Rocks and many other materials show complex polycrystalline arrangements with chemical and structural heterogeneity over a variety of lengthscales. The inhomogeneities may have been caused during genesis processes or later in response to environmental physicochemical changes. Microprobe techniques provide satisfactory knowledge of such materials but their use is limited by their restricted field of view. For example, X-ray absorption near-edge spectroscopy (XANES) allows elemental oxidation states to be probed with high spatial resolution. However, scanning a large area is often not feasible with realistic acquisition times. To overcome this limitation, we show the potential of coupling XANES and full-field absorption radiography with a large hard X-ray beam. We developed a new full-field experimental setup on the ID21 beamline. It has been optimised to acquire stacks of mega-pixel XANES images with submicrometre resolution, using a CCD array detector. Acquisition times are short considering the millions of spectra obtained, and the precision of a single spectrum is sufficient for advanced XANES studies. Another originality of this approach is the association of XANES with polarisation contrast imaging (PCI). As well as providing mineralogical orientation maps, PCI was used here for the first time to correct the elemental oxidation state estimates from polarisation effects induced by polarised synchrotron radiation.

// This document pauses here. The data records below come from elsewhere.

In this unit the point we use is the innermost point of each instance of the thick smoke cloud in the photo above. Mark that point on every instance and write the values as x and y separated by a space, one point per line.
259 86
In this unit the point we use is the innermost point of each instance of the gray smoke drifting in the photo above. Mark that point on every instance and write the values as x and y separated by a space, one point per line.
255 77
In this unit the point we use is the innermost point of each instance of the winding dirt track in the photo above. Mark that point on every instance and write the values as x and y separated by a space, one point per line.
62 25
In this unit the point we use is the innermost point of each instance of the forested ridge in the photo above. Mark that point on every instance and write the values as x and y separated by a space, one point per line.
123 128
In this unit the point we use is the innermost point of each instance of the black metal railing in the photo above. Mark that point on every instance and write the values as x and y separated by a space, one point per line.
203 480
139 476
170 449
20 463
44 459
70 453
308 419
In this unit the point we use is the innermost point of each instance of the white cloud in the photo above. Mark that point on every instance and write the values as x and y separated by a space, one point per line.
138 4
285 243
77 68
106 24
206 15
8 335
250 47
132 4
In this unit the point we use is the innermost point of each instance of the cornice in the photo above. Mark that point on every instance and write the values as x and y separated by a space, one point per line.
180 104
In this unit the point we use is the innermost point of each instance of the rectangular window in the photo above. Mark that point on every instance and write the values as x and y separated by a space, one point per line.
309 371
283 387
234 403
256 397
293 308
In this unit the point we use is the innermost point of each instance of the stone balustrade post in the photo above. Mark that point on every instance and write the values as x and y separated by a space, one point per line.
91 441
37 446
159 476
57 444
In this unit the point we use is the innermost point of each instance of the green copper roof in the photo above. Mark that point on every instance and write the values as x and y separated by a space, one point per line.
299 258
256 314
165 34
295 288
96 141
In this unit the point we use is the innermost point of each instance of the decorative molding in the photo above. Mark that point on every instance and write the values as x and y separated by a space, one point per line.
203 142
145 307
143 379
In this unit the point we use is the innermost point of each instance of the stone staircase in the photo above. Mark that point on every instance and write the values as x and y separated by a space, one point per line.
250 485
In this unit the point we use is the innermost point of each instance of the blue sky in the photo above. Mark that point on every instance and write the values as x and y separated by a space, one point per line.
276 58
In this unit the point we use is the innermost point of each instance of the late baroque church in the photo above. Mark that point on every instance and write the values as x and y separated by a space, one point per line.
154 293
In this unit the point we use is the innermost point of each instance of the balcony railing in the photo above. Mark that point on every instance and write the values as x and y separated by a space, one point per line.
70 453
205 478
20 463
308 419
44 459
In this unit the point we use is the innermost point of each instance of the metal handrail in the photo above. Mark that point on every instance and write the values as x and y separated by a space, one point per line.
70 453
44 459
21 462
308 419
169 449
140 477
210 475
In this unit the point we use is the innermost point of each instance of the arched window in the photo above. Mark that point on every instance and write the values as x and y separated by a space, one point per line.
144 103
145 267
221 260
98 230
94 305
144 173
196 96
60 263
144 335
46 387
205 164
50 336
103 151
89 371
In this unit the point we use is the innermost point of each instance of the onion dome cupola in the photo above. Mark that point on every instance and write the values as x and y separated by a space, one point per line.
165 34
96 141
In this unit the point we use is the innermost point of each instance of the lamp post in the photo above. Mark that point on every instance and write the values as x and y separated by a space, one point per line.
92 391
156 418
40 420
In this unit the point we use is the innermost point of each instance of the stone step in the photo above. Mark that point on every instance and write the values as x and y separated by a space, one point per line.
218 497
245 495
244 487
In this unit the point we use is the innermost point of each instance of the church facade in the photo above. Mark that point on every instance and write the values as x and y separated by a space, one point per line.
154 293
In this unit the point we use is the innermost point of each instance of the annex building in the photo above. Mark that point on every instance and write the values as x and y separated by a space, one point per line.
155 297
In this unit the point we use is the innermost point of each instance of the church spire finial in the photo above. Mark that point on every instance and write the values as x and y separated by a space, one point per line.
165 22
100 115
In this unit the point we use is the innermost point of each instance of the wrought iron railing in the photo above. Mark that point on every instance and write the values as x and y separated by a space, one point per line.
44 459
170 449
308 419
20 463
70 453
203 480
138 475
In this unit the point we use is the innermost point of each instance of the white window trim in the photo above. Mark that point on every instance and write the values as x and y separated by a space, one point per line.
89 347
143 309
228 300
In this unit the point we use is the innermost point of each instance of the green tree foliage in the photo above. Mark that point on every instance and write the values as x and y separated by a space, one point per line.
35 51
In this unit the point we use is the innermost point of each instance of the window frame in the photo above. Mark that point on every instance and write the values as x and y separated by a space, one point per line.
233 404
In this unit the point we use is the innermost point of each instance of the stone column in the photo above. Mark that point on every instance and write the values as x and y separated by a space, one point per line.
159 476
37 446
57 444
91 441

The full-field XANES setup consists of a fixed exit double crystal monochromator, a special sample holder, and a 2D-detector to detect transmitted X-rays. The detector comprises a scintillator coupled to a CCD camera through magnifying light optics. First trials showed that measurements of fine spectral features at the limit of the monochromator resolution require a quasi-perfect flat-field correction. For this purpose, the sample stage has been equipped with a linear stage able to remove and reposition the sample accurately in the beam in less than a second, thus permitting flat field acquisition with high frequency. The experimental setup is also switchable into PCI mode in a few minutes. A series of radiographs are acquired by rotating the sample in the azimuthal plane over π. Radiographs are then re-aligned by rotation with computing scripts to create a PCI image stack. PCI resulting from the interaction between X-ray linear dichroism and preferential absorption in relation to the minerals’ refractive indices (and thus their orientation) have been successfully recorded on Fe-bearing phyllosilicates.

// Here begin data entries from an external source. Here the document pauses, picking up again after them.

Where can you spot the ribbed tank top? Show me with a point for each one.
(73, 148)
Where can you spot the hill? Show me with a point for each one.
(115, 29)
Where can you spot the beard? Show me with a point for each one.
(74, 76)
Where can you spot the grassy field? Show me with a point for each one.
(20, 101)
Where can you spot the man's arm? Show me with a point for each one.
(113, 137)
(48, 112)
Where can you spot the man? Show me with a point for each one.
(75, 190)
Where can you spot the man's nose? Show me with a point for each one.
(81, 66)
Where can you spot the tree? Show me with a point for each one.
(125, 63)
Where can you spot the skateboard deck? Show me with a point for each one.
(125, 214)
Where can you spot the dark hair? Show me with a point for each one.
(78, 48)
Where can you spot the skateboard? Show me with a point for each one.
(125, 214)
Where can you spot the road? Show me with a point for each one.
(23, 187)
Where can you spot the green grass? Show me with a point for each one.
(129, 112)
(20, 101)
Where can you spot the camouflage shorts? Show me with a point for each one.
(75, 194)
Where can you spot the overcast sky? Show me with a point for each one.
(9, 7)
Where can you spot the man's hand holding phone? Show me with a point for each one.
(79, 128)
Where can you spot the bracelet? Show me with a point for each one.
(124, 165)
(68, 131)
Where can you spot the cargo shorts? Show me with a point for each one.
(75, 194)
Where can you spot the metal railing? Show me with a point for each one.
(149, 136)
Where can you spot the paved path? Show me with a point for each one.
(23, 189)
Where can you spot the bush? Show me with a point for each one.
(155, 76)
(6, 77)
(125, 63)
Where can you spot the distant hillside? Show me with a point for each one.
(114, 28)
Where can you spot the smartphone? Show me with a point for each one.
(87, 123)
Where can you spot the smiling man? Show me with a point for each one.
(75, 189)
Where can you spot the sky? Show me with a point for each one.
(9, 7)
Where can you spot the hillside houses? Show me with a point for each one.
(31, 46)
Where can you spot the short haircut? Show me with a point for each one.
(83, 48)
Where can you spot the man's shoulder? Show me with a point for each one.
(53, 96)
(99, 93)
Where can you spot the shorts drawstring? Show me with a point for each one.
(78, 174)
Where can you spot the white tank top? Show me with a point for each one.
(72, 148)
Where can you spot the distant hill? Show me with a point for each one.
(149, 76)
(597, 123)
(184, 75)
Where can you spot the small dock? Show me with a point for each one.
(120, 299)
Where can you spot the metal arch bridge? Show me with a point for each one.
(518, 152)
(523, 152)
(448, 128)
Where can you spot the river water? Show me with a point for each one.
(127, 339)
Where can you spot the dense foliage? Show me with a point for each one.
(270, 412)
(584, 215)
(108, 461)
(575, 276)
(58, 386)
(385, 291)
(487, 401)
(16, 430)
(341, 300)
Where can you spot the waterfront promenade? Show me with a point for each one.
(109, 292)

The potential of the full-field XANES and PCI association is demonstrated on a metasediment that underwent two distinct metamorphic events. These events led to the formation of a rock with micrometric scale heterogeneities, deformation structures associated with mineralogical phases, and with expected Fe redox variations. A crystallographic orientations map derived from PCI shows two populations of phyllosilicates (Figure 145a). Fe3+/Fetotal estimates change drastically after PE corrections (Figure 145b). The amplitude of variation stays around 0.4 but the shape of the histogram becomes comparable to a Gaussian. The Fe3+ map highlights subtle redox variations recorded during the rock exhumation and can be used to retrieve the pressure-temperature conditions undergone by the rock and so, to build a geodynamic model.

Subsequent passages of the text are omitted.